Несколько лет назад, накануне Дня геолога (первое воскресенье апреля) меня пригласили выступить коллеги из Института геологии горючих ископаемых. Прибыл я к ним около часу дня, и, хотя день был рабочим, обнаружил, что трезвых сотрудников осталось не так уж много. Когда я попытался войти в зал, где должно было состояться выступление, навстречу мне, дохнув могучим перегаром и чуть не сбив меня с ног, вывалились два разгоряченных верзилы, торопившиеся продолжить праздник.
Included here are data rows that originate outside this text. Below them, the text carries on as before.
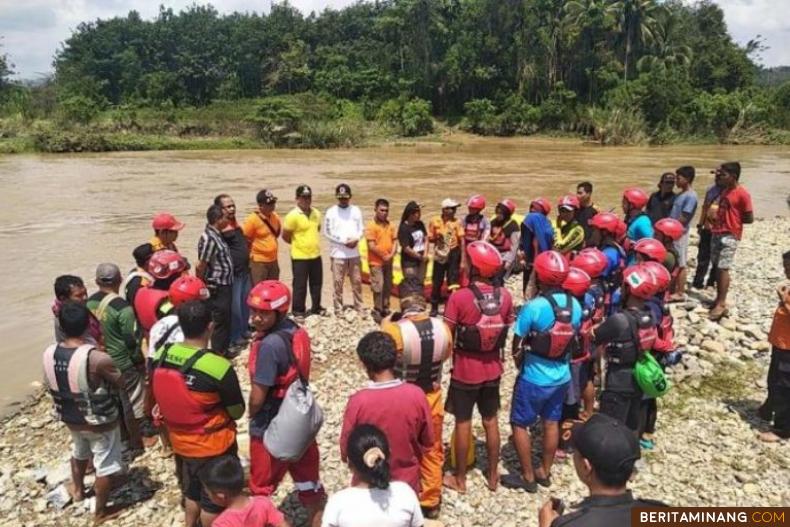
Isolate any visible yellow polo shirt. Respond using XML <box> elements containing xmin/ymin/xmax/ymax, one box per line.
<box><xmin>283</xmin><ymin>207</ymin><xmax>322</xmax><ymax>260</ymax></box>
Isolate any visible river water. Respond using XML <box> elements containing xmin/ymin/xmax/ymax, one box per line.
<box><xmin>1</xmin><ymin>137</ymin><xmax>788</xmax><ymax>413</ymax></box>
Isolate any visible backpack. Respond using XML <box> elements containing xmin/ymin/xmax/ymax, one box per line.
<box><xmin>525</xmin><ymin>292</ymin><xmax>577</xmax><ymax>361</ymax></box>
<box><xmin>454</xmin><ymin>283</ymin><xmax>509</xmax><ymax>354</ymax></box>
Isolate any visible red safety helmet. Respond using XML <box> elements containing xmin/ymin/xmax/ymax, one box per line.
<box><xmin>534</xmin><ymin>250</ymin><xmax>570</xmax><ymax>286</ymax></box>
<box><xmin>247</xmin><ymin>280</ymin><xmax>291</xmax><ymax>314</ymax></box>
<box><xmin>467</xmin><ymin>194</ymin><xmax>486</xmax><ymax>210</ymax></box>
<box><xmin>147</xmin><ymin>250</ymin><xmax>188</xmax><ymax>280</ymax></box>
<box><xmin>497</xmin><ymin>199</ymin><xmax>517</xmax><ymax>215</ymax></box>
<box><xmin>654</xmin><ymin>218</ymin><xmax>685</xmax><ymax>241</ymax></box>
<box><xmin>466</xmin><ymin>241</ymin><xmax>502</xmax><ymax>278</ymax></box>
<box><xmin>589</xmin><ymin>212</ymin><xmax>620</xmax><ymax>235</ymax></box>
<box><xmin>530</xmin><ymin>197</ymin><xmax>552</xmax><ymax>215</ymax></box>
<box><xmin>623</xmin><ymin>188</ymin><xmax>649</xmax><ymax>209</ymax></box>
<box><xmin>643</xmin><ymin>261</ymin><xmax>672</xmax><ymax>292</ymax></box>
<box><xmin>634</xmin><ymin>238</ymin><xmax>667</xmax><ymax>263</ymax></box>
<box><xmin>558</xmin><ymin>195</ymin><xmax>580</xmax><ymax>210</ymax></box>
<box><xmin>563</xmin><ymin>267</ymin><xmax>591</xmax><ymax>298</ymax></box>
<box><xmin>572</xmin><ymin>248</ymin><xmax>608</xmax><ymax>278</ymax></box>
<box><xmin>169</xmin><ymin>276</ymin><xmax>209</xmax><ymax>308</ymax></box>
<box><xmin>622</xmin><ymin>264</ymin><xmax>661</xmax><ymax>299</ymax></box>
<box><xmin>615</xmin><ymin>219</ymin><xmax>628</xmax><ymax>240</ymax></box>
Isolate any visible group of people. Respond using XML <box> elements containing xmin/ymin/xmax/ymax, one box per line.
<box><xmin>42</xmin><ymin>159</ymin><xmax>787</xmax><ymax>527</ymax></box>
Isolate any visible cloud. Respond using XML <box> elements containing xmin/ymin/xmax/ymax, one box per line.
<box><xmin>714</xmin><ymin>0</ymin><xmax>790</xmax><ymax>67</ymax></box>
<box><xmin>0</xmin><ymin>5</ymin><xmax>57</xmax><ymax>31</ymax></box>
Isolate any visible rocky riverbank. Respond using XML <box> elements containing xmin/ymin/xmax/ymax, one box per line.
<box><xmin>2</xmin><ymin>217</ymin><xmax>788</xmax><ymax>526</ymax></box>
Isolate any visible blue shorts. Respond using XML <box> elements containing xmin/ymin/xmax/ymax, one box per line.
<box><xmin>510</xmin><ymin>378</ymin><xmax>569</xmax><ymax>428</ymax></box>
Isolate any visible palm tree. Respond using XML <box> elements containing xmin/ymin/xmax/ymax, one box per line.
<box><xmin>636</xmin><ymin>20</ymin><xmax>692</xmax><ymax>74</ymax></box>
<box><xmin>611</xmin><ymin>0</ymin><xmax>661</xmax><ymax>81</ymax></box>
<box><xmin>564</xmin><ymin>0</ymin><xmax>619</xmax><ymax>100</ymax></box>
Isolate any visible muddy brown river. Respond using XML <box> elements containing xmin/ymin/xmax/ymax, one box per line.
<box><xmin>1</xmin><ymin>137</ymin><xmax>788</xmax><ymax>414</ymax></box>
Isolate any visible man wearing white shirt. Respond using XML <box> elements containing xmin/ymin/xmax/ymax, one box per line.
<box><xmin>324</xmin><ymin>183</ymin><xmax>365</xmax><ymax>314</ymax></box>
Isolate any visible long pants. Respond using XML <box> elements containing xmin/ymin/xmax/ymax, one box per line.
<box><xmin>208</xmin><ymin>284</ymin><xmax>232</xmax><ymax>356</ymax></box>
<box><xmin>249</xmin><ymin>437</ymin><xmax>326</xmax><ymax>506</ymax></box>
<box><xmin>370</xmin><ymin>263</ymin><xmax>393</xmax><ymax>314</ymax></box>
<box><xmin>420</xmin><ymin>388</ymin><xmax>444</xmax><ymax>509</ymax></box>
<box><xmin>759</xmin><ymin>347</ymin><xmax>790</xmax><ymax>438</ymax></box>
<box><xmin>639</xmin><ymin>397</ymin><xmax>658</xmax><ymax>436</ymax></box>
<box><xmin>331</xmin><ymin>257</ymin><xmax>364</xmax><ymax>312</ymax></box>
<box><xmin>230</xmin><ymin>271</ymin><xmax>251</xmax><ymax>344</ymax></box>
<box><xmin>250</xmin><ymin>260</ymin><xmax>280</xmax><ymax>285</ymax></box>
<box><xmin>600</xmin><ymin>390</ymin><xmax>642</xmax><ymax>433</ymax></box>
<box><xmin>693</xmin><ymin>228</ymin><xmax>718</xmax><ymax>288</ymax></box>
<box><xmin>431</xmin><ymin>247</ymin><xmax>461</xmax><ymax>307</ymax></box>
<box><xmin>292</xmin><ymin>257</ymin><xmax>323</xmax><ymax>315</ymax></box>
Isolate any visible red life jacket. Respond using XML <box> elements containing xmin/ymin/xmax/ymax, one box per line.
<box><xmin>463</xmin><ymin>214</ymin><xmax>485</xmax><ymax>242</ymax></box>
<box><xmin>573</xmin><ymin>304</ymin><xmax>593</xmax><ymax>364</ymax></box>
<box><xmin>489</xmin><ymin>219</ymin><xmax>518</xmax><ymax>254</ymax></box>
<box><xmin>152</xmin><ymin>347</ymin><xmax>230</xmax><ymax>434</ymax></box>
<box><xmin>653</xmin><ymin>305</ymin><xmax>676</xmax><ymax>354</ymax></box>
<box><xmin>133</xmin><ymin>287</ymin><xmax>169</xmax><ymax>334</ymax></box>
<box><xmin>454</xmin><ymin>283</ymin><xmax>509</xmax><ymax>355</ymax></box>
<box><xmin>249</xmin><ymin>327</ymin><xmax>312</xmax><ymax>399</ymax></box>
<box><xmin>525</xmin><ymin>292</ymin><xmax>577</xmax><ymax>361</ymax></box>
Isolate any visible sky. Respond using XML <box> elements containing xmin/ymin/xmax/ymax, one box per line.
<box><xmin>1</xmin><ymin>0</ymin><xmax>787</xmax><ymax>80</ymax></box>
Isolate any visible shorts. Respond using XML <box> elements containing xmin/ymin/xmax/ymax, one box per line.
<box><xmin>673</xmin><ymin>231</ymin><xmax>690</xmax><ymax>268</ymax></box>
<box><xmin>445</xmin><ymin>379</ymin><xmax>501</xmax><ymax>421</ymax></box>
<box><xmin>565</xmin><ymin>360</ymin><xmax>592</xmax><ymax>406</ymax></box>
<box><xmin>121</xmin><ymin>367</ymin><xmax>146</xmax><ymax>420</ymax></box>
<box><xmin>175</xmin><ymin>443</ymin><xmax>238</xmax><ymax>514</ymax></box>
<box><xmin>710</xmin><ymin>233</ymin><xmax>738</xmax><ymax>270</ymax></box>
<box><xmin>510</xmin><ymin>378</ymin><xmax>569</xmax><ymax>428</ymax></box>
<box><xmin>70</xmin><ymin>425</ymin><xmax>124</xmax><ymax>478</ymax></box>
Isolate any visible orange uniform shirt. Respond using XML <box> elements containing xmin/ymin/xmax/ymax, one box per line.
<box><xmin>365</xmin><ymin>219</ymin><xmax>396</xmax><ymax>267</ymax></box>
<box><xmin>242</xmin><ymin>211</ymin><xmax>281</xmax><ymax>263</ymax></box>
<box><xmin>769</xmin><ymin>281</ymin><xmax>790</xmax><ymax>350</ymax></box>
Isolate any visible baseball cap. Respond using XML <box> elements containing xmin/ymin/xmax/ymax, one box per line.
<box><xmin>441</xmin><ymin>198</ymin><xmax>460</xmax><ymax>209</ymax></box>
<box><xmin>296</xmin><ymin>184</ymin><xmax>312</xmax><ymax>198</ymax></box>
<box><xmin>572</xmin><ymin>413</ymin><xmax>640</xmax><ymax>477</ymax></box>
<box><xmin>152</xmin><ymin>212</ymin><xmax>185</xmax><ymax>231</ymax></box>
<box><xmin>336</xmin><ymin>183</ymin><xmax>352</xmax><ymax>198</ymax></box>
<box><xmin>96</xmin><ymin>263</ymin><xmax>122</xmax><ymax>285</ymax></box>
<box><xmin>257</xmin><ymin>189</ymin><xmax>278</xmax><ymax>205</ymax></box>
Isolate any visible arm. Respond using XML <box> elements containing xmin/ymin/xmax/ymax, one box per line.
<box><xmin>339</xmin><ymin>399</ymin><xmax>355</xmax><ymax>463</ymax></box>
<box><xmin>241</xmin><ymin>216</ymin><xmax>256</xmax><ymax>244</ymax></box>
<box><xmin>119</xmin><ymin>306</ymin><xmax>140</xmax><ymax>361</ymax></box>
<box><xmin>323</xmin><ymin>208</ymin><xmax>345</xmax><ymax>244</ymax></box>
<box><xmin>195</xmin><ymin>261</ymin><xmax>208</xmax><ymax>281</ymax></box>
<box><xmin>743</xmin><ymin>211</ymin><xmax>754</xmax><ymax>224</ymax></box>
<box><xmin>196</xmin><ymin>234</ymin><xmax>215</xmax><ymax>281</ymax></box>
<box><xmin>282</xmin><ymin>212</ymin><xmax>294</xmax><ymax>244</ymax></box>
<box><xmin>502</xmin><ymin>229</ymin><xmax>520</xmax><ymax>266</ymax></box>
<box><xmin>248</xmin><ymin>382</ymin><xmax>269</xmax><ymax>419</ymax></box>
<box><xmin>282</xmin><ymin>230</ymin><xmax>293</xmax><ymax>244</ymax></box>
<box><xmin>218</xmin><ymin>366</ymin><xmax>246</xmax><ymax>420</ymax></box>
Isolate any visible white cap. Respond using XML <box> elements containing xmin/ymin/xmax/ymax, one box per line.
<box><xmin>441</xmin><ymin>198</ymin><xmax>459</xmax><ymax>209</ymax></box>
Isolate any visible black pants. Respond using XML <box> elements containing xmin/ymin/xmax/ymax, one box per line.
<box><xmin>600</xmin><ymin>390</ymin><xmax>642</xmax><ymax>433</ymax></box>
<box><xmin>208</xmin><ymin>284</ymin><xmax>232</xmax><ymax>356</ymax></box>
<box><xmin>639</xmin><ymin>398</ymin><xmax>658</xmax><ymax>436</ymax></box>
<box><xmin>292</xmin><ymin>257</ymin><xmax>323</xmax><ymax>315</ymax></box>
<box><xmin>431</xmin><ymin>247</ymin><xmax>461</xmax><ymax>306</ymax></box>
<box><xmin>759</xmin><ymin>347</ymin><xmax>790</xmax><ymax>437</ymax></box>
<box><xmin>693</xmin><ymin>228</ymin><xmax>718</xmax><ymax>288</ymax></box>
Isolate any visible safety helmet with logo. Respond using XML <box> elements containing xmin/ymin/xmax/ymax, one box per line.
<box><xmin>247</xmin><ymin>280</ymin><xmax>291</xmax><ymax>314</ymax></box>
<box><xmin>530</xmin><ymin>198</ymin><xmax>552</xmax><ymax>215</ymax></box>
<box><xmin>622</xmin><ymin>264</ymin><xmax>661</xmax><ymax>299</ymax></box>
<box><xmin>558</xmin><ymin>195</ymin><xmax>580</xmax><ymax>211</ymax></box>
<box><xmin>642</xmin><ymin>261</ymin><xmax>672</xmax><ymax>292</ymax></box>
<box><xmin>147</xmin><ymin>250</ymin><xmax>187</xmax><ymax>281</ymax></box>
<box><xmin>572</xmin><ymin>248</ymin><xmax>608</xmax><ymax>278</ymax></box>
<box><xmin>466</xmin><ymin>241</ymin><xmax>502</xmax><ymax>278</ymax></box>
<box><xmin>169</xmin><ymin>276</ymin><xmax>209</xmax><ymax>308</ymax></box>
<box><xmin>634</xmin><ymin>238</ymin><xmax>667</xmax><ymax>263</ymax></box>
<box><xmin>563</xmin><ymin>267</ymin><xmax>592</xmax><ymax>298</ymax></box>
<box><xmin>467</xmin><ymin>195</ymin><xmax>486</xmax><ymax>210</ymax></box>
<box><xmin>654</xmin><ymin>218</ymin><xmax>685</xmax><ymax>241</ymax></box>
<box><xmin>497</xmin><ymin>199</ymin><xmax>517</xmax><ymax>215</ymax></box>
<box><xmin>622</xmin><ymin>188</ymin><xmax>649</xmax><ymax>209</ymax></box>
<box><xmin>534</xmin><ymin>250</ymin><xmax>570</xmax><ymax>286</ymax></box>
<box><xmin>589</xmin><ymin>212</ymin><xmax>620</xmax><ymax>235</ymax></box>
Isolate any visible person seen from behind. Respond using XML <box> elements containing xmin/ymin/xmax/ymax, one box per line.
<box><xmin>243</xmin><ymin>189</ymin><xmax>282</xmax><ymax>285</ymax></box>
<box><xmin>365</xmin><ymin>198</ymin><xmax>398</xmax><ymax>322</ymax></box>
<box><xmin>123</xmin><ymin>243</ymin><xmax>154</xmax><ymax>305</ymax></box>
<box><xmin>428</xmin><ymin>198</ymin><xmax>464</xmax><ymax>316</ymax></box>
<box><xmin>622</xmin><ymin>188</ymin><xmax>654</xmax><ymax>263</ymax></box>
<box><xmin>520</xmin><ymin>198</ymin><xmax>555</xmax><ymax>299</ymax></box>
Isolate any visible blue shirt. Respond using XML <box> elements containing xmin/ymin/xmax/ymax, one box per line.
<box><xmin>626</xmin><ymin>214</ymin><xmax>653</xmax><ymax>265</ymax></box>
<box><xmin>601</xmin><ymin>245</ymin><xmax>623</xmax><ymax>279</ymax></box>
<box><xmin>670</xmin><ymin>189</ymin><xmax>698</xmax><ymax>233</ymax></box>
<box><xmin>514</xmin><ymin>292</ymin><xmax>582</xmax><ymax>387</ymax></box>
<box><xmin>520</xmin><ymin>212</ymin><xmax>554</xmax><ymax>261</ymax></box>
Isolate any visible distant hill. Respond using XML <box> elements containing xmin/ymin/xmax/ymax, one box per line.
<box><xmin>758</xmin><ymin>66</ymin><xmax>790</xmax><ymax>86</ymax></box>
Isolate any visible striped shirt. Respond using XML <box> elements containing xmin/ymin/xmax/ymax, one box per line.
<box><xmin>198</xmin><ymin>225</ymin><xmax>234</xmax><ymax>286</ymax></box>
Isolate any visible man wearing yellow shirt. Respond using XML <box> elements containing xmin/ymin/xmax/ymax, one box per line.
<box><xmin>242</xmin><ymin>189</ymin><xmax>282</xmax><ymax>285</ymax></box>
<box><xmin>283</xmin><ymin>185</ymin><xmax>326</xmax><ymax>319</ymax></box>
<box><xmin>150</xmin><ymin>212</ymin><xmax>184</xmax><ymax>253</ymax></box>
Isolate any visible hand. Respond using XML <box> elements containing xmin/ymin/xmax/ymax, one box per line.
<box><xmin>345</xmin><ymin>240</ymin><xmax>359</xmax><ymax>249</ymax></box>
<box><xmin>539</xmin><ymin>499</ymin><xmax>560</xmax><ymax>527</ymax></box>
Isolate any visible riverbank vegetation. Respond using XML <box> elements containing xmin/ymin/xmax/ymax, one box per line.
<box><xmin>1</xmin><ymin>0</ymin><xmax>790</xmax><ymax>153</ymax></box>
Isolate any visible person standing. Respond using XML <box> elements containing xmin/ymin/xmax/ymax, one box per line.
<box><xmin>428</xmin><ymin>198</ymin><xmax>464</xmax><ymax>317</ymax></box>
<box><xmin>575</xmin><ymin>182</ymin><xmax>598</xmax><ymax>245</ymax></box>
<box><xmin>365</xmin><ymin>198</ymin><xmax>397</xmax><ymax>321</ymax></box>
<box><xmin>150</xmin><ymin>212</ymin><xmax>185</xmax><ymax>253</ymax></box>
<box><xmin>488</xmin><ymin>199</ymin><xmax>521</xmax><ymax>286</ymax></box>
<box><xmin>708</xmin><ymin>162</ymin><xmax>754</xmax><ymax>321</ymax></box>
<box><xmin>692</xmin><ymin>172</ymin><xmax>724</xmax><ymax>290</ymax></box>
<box><xmin>283</xmin><ymin>185</ymin><xmax>325</xmax><ymax>319</ymax></box>
<box><xmin>197</xmin><ymin>204</ymin><xmax>234</xmax><ymax>356</ymax></box>
<box><xmin>646</xmin><ymin>173</ymin><xmax>677</xmax><ymax>224</ymax></box>
<box><xmin>398</xmin><ymin>201</ymin><xmax>428</xmax><ymax>283</ymax></box>
<box><xmin>324</xmin><ymin>183</ymin><xmax>365</xmax><ymax>315</ymax></box>
<box><xmin>622</xmin><ymin>188</ymin><xmax>653</xmax><ymax>263</ymax></box>
<box><xmin>552</xmin><ymin>196</ymin><xmax>585</xmax><ymax>256</ymax></box>
<box><xmin>215</xmin><ymin>194</ymin><xmax>252</xmax><ymax>350</ymax></box>
<box><xmin>53</xmin><ymin>275</ymin><xmax>103</xmax><ymax>346</ymax></box>
<box><xmin>243</xmin><ymin>189</ymin><xmax>281</xmax><ymax>285</ymax></box>
<box><xmin>668</xmin><ymin>166</ymin><xmax>698</xmax><ymax>301</ymax></box>
<box><xmin>123</xmin><ymin>243</ymin><xmax>154</xmax><ymax>305</ymax></box>
<box><xmin>520</xmin><ymin>198</ymin><xmax>555</xmax><ymax>299</ymax></box>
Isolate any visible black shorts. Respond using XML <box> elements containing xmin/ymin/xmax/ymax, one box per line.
<box><xmin>445</xmin><ymin>378</ymin><xmax>501</xmax><ymax>421</ymax></box>
<box><xmin>175</xmin><ymin>443</ymin><xmax>238</xmax><ymax>514</ymax></box>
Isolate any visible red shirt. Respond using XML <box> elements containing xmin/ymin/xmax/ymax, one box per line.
<box><xmin>443</xmin><ymin>283</ymin><xmax>515</xmax><ymax>384</ymax></box>
<box><xmin>712</xmin><ymin>185</ymin><xmax>753</xmax><ymax>240</ymax></box>
<box><xmin>340</xmin><ymin>380</ymin><xmax>433</xmax><ymax>494</ymax></box>
<box><xmin>213</xmin><ymin>496</ymin><xmax>284</xmax><ymax>527</ymax></box>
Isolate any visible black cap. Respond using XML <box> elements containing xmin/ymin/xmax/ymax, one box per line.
<box><xmin>132</xmin><ymin>243</ymin><xmax>155</xmax><ymax>268</ymax></box>
<box><xmin>296</xmin><ymin>185</ymin><xmax>312</xmax><ymax>198</ymax></box>
<box><xmin>336</xmin><ymin>183</ymin><xmax>352</xmax><ymax>198</ymax></box>
<box><xmin>257</xmin><ymin>189</ymin><xmax>278</xmax><ymax>205</ymax></box>
<box><xmin>571</xmin><ymin>414</ymin><xmax>640</xmax><ymax>476</ymax></box>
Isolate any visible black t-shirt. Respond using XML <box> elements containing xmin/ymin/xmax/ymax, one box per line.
<box><xmin>552</xmin><ymin>492</ymin><xmax>668</xmax><ymax>527</ymax></box>
<box><xmin>646</xmin><ymin>192</ymin><xmax>676</xmax><ymax>224</ymax></box>
<box><xmin>576</xmin><ymin>205</ymin><xmax>598</xmax><ymax>244</ymax></box>
<box><xmin>222</xmin><ymin>226</ymin><xmax>249</xmax><ymax>276</ymax></box>
<box><xmin>594</xmin><ymin>309</ymin><xmax>652</xmax><ymax>392</ymax></box>
<box><xmin>398</xmin><ymin>221</ymin><xmax>427</xmax><ymax>268</ymax></box>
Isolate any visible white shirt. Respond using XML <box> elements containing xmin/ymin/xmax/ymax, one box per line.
<box><xmin>324</xmin><ymin>204</ymin><xmax>364</xmax><ymax>259</ymax></box>
<box><xmin>321</xmin><ymin>481</ymin><xmax>424</xmax><ymax>527</ymax></box>
<box><xmin>147</xmin><ymin>315</ymin><xmax>184</xmax><ymax>360</ymax></box>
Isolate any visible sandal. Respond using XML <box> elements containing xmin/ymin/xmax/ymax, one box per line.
<box><xmin>500</xmin><ymin>473</ymin><xmax>538</xmax><ymax>493</ymax></box>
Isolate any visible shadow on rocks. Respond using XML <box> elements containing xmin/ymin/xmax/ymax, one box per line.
<box><xmin>110</xmin><ymin>466</ymin><xmax>161</xmax><ymax>509</ymax></box>
<box><xmin>724</xmin><ymin>398</ymin><xmax>773</xmax><ymax>434</ymax></box>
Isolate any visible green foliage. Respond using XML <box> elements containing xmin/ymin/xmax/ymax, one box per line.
<box><xmin>462</xmin><ymin>99</ymin><xmax>498</xmax><ymax>135</ymax></box>
<box><xmin>58</xmin><ymin>95</ymin><xmax>101</xmax><ymax>125</ymax></box>
<box><xmin>378</xmin><ymin>97</ymin><xmax>433</xmax><ymax>137</ymax></box>
<box><xmin>584</xmin><ymin>106</ymin><xmax>648</xmax><ymax>144</ymax></box>
<box><xmin>247</xmin><ymin>98</ymin><xmax>303</xmax><ymax>143</ymax></box>
<box><xmin>772</xmin><ymin>82</ymin><xmax>790</xmax><ymax>129</ymax></box>
<box><xmin>498</xmin><ymin>95</ymin><xmax>540</xmax><ymax>136</ymax></box>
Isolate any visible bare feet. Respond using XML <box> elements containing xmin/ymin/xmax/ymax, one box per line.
<box><xmin>758</xmin><ymin>431</ymin><xmax>783</xmax><ymax>443</ymax></box>
<box><xmin>442</xmin><ymin>472</ymin><xmax>467</xmax><ymax>494</ymax></box>
<box><xmin>93</xmin><ymin>505</ymin><xmax>124</xmax><ymax>525</ymax></box>
<box><xmin>67</xmin><ymin>481</ymin><xmax>85</xmax><ymax>503</ymax></box>
<box><xmin>486</xmin><ymin>467</ymin><xmax>499</xmax><ymax>491</ymax></box>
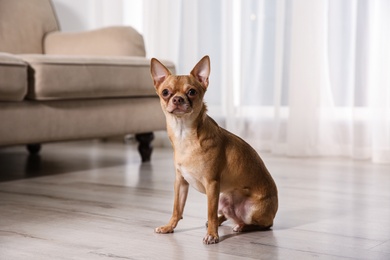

Один из них, поддерживая приятеля, сказал: «Федя, может, останемся барда послушать?» «А чего их слушать, дерьмо современное? – удивился второй. – Давай лучше нашу споем». И они ушли по коридору, распевая: «Все перекаты да перекаты».

Несчастный тот сезон 60-го года выдался самым, пожалуй, тяжелым и драматичным. Более месяца потратив на безуспешные поиски Погребицкого, мы не успевали выполнить до наступления осенней непогоды запланированных поисково-разведочных работ. Кончался сентябрь, когда, завершив наконец работы, мы с помощью оленей перетащили два десятка ящиков с образцами найденной нами руды в центральный лагерь на реке Колю и, отпустив каюров с оленями, вызвали самолет. На вид образцы были богаты никелем, – сплошной металл! Но окончательный ответ о его содержании мог дать только спектральный анализ. Шел мелкий, сухой по-зимнему снежок. Прилетевший на второй день пилот сказал: «У меня строгий приказ – брать только людей. Все имущество бросайте до следующего года. Циклон идет». Как это – бросить имущество, которое на нас числится? Ящики с бесценными образцами, содержащими, как нам казалось, промышленные запасы никеля? Ведь это значит похоронить только что открытое месторождение, возможно – новый Норильск.